Atto I. Un villaggio delle Fiandre. È l’alba. Il giovane Edgar, nonostante l’affetto per la dolce Fidelia, non riesce a resistere al fascino della provocante Tigrana, una zingara dal passato misterioso, cresciuta orfana, allevata dalla gente del paese. Gli atteggiamenti irriverenti di costei, che intona una canzone blasfema nel bel mezzo della santa messa, suscitano lo sdegno degli abitanti del villaggio. In difesa della zingara accorre Edgar che, in preda ad un’irrefrenabile esaltazione, afferra una torcia accesa e appicca il fuoco alla propria casa; quindi, allontanata da sé la dolce Fidelia, fugge con Tigrana, col proposito di abbandonarsi con lei ad una vita di dissolutezze.
Atto II. Edgar e Tigrana vivono insieme in un ricco castello, circondati di ospiti festosi e passando da un piacere all’altro. Ben presto, però, il ricordo della casa natale comincia a penetrare nel suo animo ed anche l’immagine di Fidelia si riaffaccia improvvisa alla sua memoria. Quando poi ode lontani rulli di tamburi e suoni di fanfare militari che accompagnano una schiera di soldati diretta al campo di battaglia, egli sente prepotente il desiderio di riabilitarsi e, malgrado Tigrana tenti di richiamarlo a sé, decide di seguire l’esempio di quegli uomini votati alla gloria o alla morte. Tanto più che a guidarli è Frank, il fratello di Fidelia, anch’egli un tempo sedotto della bella zingara.

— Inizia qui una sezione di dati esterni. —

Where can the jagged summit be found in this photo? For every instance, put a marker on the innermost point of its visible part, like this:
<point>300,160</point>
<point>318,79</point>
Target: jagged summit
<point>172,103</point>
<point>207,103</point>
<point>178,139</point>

Atto III. L’esercito fiammingo vince la battaglia, ma numerose vite sono rimaste sul campo, stroncate dalla violenza dei combattimenti; anche Edgar è fra gli scomparsi e in una spianata nei pressi del villaggio si preparano solenni esequie in suo onore. Solo un misterioso frate non si unisce agli altri nel celebrare le gesta del defunto, del quale anzi ricorda le numerose colpe di cui si è macchiato in vita, suscitando la reazione sdegnata di Fidelia che, risolutamente e con sincera commozione, difende la memoria dell’uomo amato. A cerimonia finita sopraggiunge Tigrana, venuta ad ostentare il proprio dolore di vedova inconsolabile, sia pure in grave ritardo. Le si avvicina il frate che, accordatosi con Frank, le offre oro e monili preziosi, purché essa si presti ad una macchinazione ai danni dello scomparso. Abbagliata da tanta ricchezza, Tigrana non solo ammette volentieri di essere stata l’amante di Edgar, ma dichiara persino che questi aveva in animo di tradire la patria. Alcuni soldati si avventano allora verso il catafalco per profanare il cadavere, ma restano allibiti quando nelle loro mani rimane unicamente l’armatura. Il frate si spoglia allora del saio, apparendo nelle sembianze di Edgar. Fidelia si slancia verso di lui per abbracciarlo, ma Tigrana è pronta a compiere la sua vendetta: afferrato un pugnale, colpisce mortalmente la fanciulla, sul cui corpo Edgar si china in preda alla disperazione.